Today is the one year anniversary of my spinal fusion surgery (T7-11). Today is the day I am supposed to have a sense of how I’ll feel going forward as the surgeon told me on more than one occasion – give it a year. Instead of ‘celebrating’ (whatever that would look like) I’m heading to my regular doctor to discuss how much my back hurts following a traffic accident last week. It is so frustrating to have all my plans for recovery and improvement ‘rear-ended’.

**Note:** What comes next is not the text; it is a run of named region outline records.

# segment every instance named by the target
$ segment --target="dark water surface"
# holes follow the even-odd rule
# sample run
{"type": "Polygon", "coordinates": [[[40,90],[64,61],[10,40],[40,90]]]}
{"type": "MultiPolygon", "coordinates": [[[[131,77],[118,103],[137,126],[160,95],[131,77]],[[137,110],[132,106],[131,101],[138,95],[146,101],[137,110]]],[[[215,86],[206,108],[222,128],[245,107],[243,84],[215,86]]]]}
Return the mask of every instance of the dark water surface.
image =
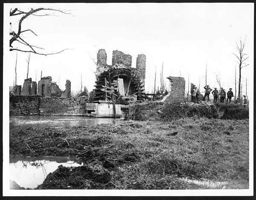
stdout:
{"type": "Polygon", "coordinates": [[[76,116],[18,116],[10,117],[10,130],[20,127],[93,126],[100,124],[116,124],[120,118],[76,116]]]}
{"type": "MultiPolygon", "coordinates": [[[[10,158],[9,179],[21,187],[34,189],[42,184],[47,175],[61,165],[79,166],[83,163],[75,158],[64,156],[13,156],[10,158]]],[[[11,187],[10,189],[12,189],[11,187]]]]}

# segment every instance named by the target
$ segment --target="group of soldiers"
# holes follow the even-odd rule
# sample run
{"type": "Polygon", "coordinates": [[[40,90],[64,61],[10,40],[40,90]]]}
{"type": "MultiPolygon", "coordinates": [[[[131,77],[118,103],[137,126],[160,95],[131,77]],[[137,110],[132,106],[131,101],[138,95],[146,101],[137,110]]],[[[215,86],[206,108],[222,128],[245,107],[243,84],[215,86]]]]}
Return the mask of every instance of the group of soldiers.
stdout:
{"type": "MultiPolygon", "coordinates": [[[[204,101],[206,100],[206,97],[207,97],[207,101],[209,101],[209,95],[210,95],[211,92],[212,94],[213,95],[213,103],[217,103],[218,96],[220,96],[220,101],[221,103],[224,103],[225,99],[227,95],[227,104],[228,101],[230,103],[231,100],[231,99],[234,96],[234,94],[232,91],[232,88],[229,88],[229,90],[226,93],[225,89],[223,89],[223,87],[221,87],[221,90],[219,93],[217,89],[217,87],[214,88],[214,90],[212,90],[211,89],[209,86],[207,85],[204,87],[204,88],[205,90],[205,92],[204,93],[204,101]]],[[[197,89],[197,87],[195,87],[193,90],[191,90],[191,95],[192,98],[192,102],[195,103],[196,100],[197,103],[198,103],[198,96],[200,94],[199,90],[197,89]]],[[[246,106],[247,105],[247,99],[246,97],[244,95],[244,101],[243,101],[242,105],[243,106],[246,106]]],[[[235,101],[235,103],[238,103],[239,101],[239,98],[237,98],[235,101]]]]}

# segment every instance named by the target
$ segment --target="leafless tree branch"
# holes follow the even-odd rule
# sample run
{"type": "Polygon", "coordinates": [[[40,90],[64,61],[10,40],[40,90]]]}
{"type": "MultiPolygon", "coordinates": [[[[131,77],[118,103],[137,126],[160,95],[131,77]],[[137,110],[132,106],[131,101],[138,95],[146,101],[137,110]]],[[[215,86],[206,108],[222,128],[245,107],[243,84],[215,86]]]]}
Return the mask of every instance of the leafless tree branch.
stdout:
{"type": "Polygon", "coordinates": [[[31,31],[32,33],[33,33],[35,35],[38,36],[38,35],[36,34],[35,34],[33,31],[32,31],[32,30],[30,30],[30,29],[27,29],[27,30],[25,30],[25,31],[20,31],[20,33],[23,33],[23,32],[28,31],[31,31]]]}
{"type": "Polygon", "coordinates": [[[20,20],[19,20],[18,28],[18,31],[17,31],[17,33],[16,33],[14,31],[13,31],[11,33],[11,34],[12,34],[13,35],[13,37],[11,38],[11,39],[10,39],[10,41],[9,41],[9,46],[11,48],[9,49],[10,51],[14,51],[14,50],[20,51],[22,51],[22,52],[31,52],[31,53],[33,53],[34,54],[38,54],[39,55],[44,55],[46,56],[47,55],[51,55],[51,54],[59,54],[67,49],[65,49],[61,51],[56,52],[56,53],[52,53],[52,54],[46,54],[46,53],[39,53],[39,52],[36,51],[35,50],[35,49],[34,49],[33,47],[41,49],[44,49],[44,48],[40,48],[40,47],[36,47],[35,46],[34,46],[32,45],[31,45],[28,42],[24,41],[23,39],[22,39],[22,38],[20,38],[20,34],[21,34],[22,33],[24,33],[25,32],[28,31],[31,31],[35,35],[37,36],[38,36],[34,31],[33,31],[30,29],[25,30],[23,31],[21,30],[22,23],[23,20],[25,20],[25,19],[27,18],[29,16],[30,16],[30,15],[35,15],[35,16],[49,16],[49,15],[56,16],[55,14],[54,13],[50,13],[50,14],[44,13],[42,14],[38,14],[37,12],[39,12],[40,11],[57,11],[57,12],[59,12],[59,13],[66,14],[70,14],[73,16],[73,15],[70,12],[70,11],[71,11],[70,10],[65,10],[65,9],[64,10],[61,10],[61,9],[56,9],[51,8],[36,8],[36,9],[34,9],[33,8],[31,8],[30,10],[29,10],[29,11],[25,11],[19,10],[17,8],[15,8],[13,10],[12,10],[12,9],[11,9],[11,10],[10,11],[10,16],[13,16],[18,15],[23,15],[23,16],[22,17],[21,16],[21,17],[20,19],[20,20]],[[20,39],[20,40],[21,40],[23,42],[20,42],[20,41],[19,41],[19,40],[18,40],[18,39],[20,39]],[[32,51],[18,50],[18,48],[13,48],[12,46],[12,43],[15,41],[18,41],[18,42],[23,44],[23,45],[25,45],[27,46],[28,46],[31,49],[32,51]]]}
{"type": "MultiPolygon", "coordinates": [[[[56,52],[56,53],[52,53],[51,54],[41,54],[40,53],[38,53],[36,52],[36,54],[39,54],[39,55],[43,55],[44,56],[48,56],[48,55],[53,55],[53,54],[59,54],[60,53],[61,53],[63,51],[64,51],[65,50],[73,50],[73,49],[70,49],[70,48],[66,48],[65,49],[63,50],[62,51],[59,51],[58,52],[56,52]]],[[[26,51],[26,50],[22,50],[21,49],[17,49],[17,48],[10,48],[10,51],[22,51],[23,52],[31,52],[31,53],[35,53],[33,51],[26,51]]]]}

The weekend before the accident, my wife Jani and I were working out in the backyard together for the first time in over a year. At one point she stopped, looked at me and said, “David, you’re better. Two months ago you wouldn’t have been out here at all.” It was a beautiful moment of awareness – I am getting better; I’m feeling better.
Now I wake up and am afraid to move. I wonder: have I done more damage? Am I going to need more surgery? Will I have to live feeling like this the rest of my life?
As I held these thoughts and questions this morning I realized that I need to once again change my plans. I need to make yet another accommodation to the pain I feel in my back and the worry that rises in my heart. Rather than fly to Atlanta next week to be with my friends and colleagues with Presbyterian Disaster Assistance, I think I need to stay home and take it easy. I missed last year’s meeting due to my surgery and now I am going to miss this year’s meeting because of how my back feels after a car crash.
A dear friend, Winston Charles, taught me to ‘welcome the day and all that comes’. On a day when I expected to welcome ‘healing and progress’ Yet I find myself today being invited to welcome (again) ‘pain and worry and having to change my plans in order to be okay’.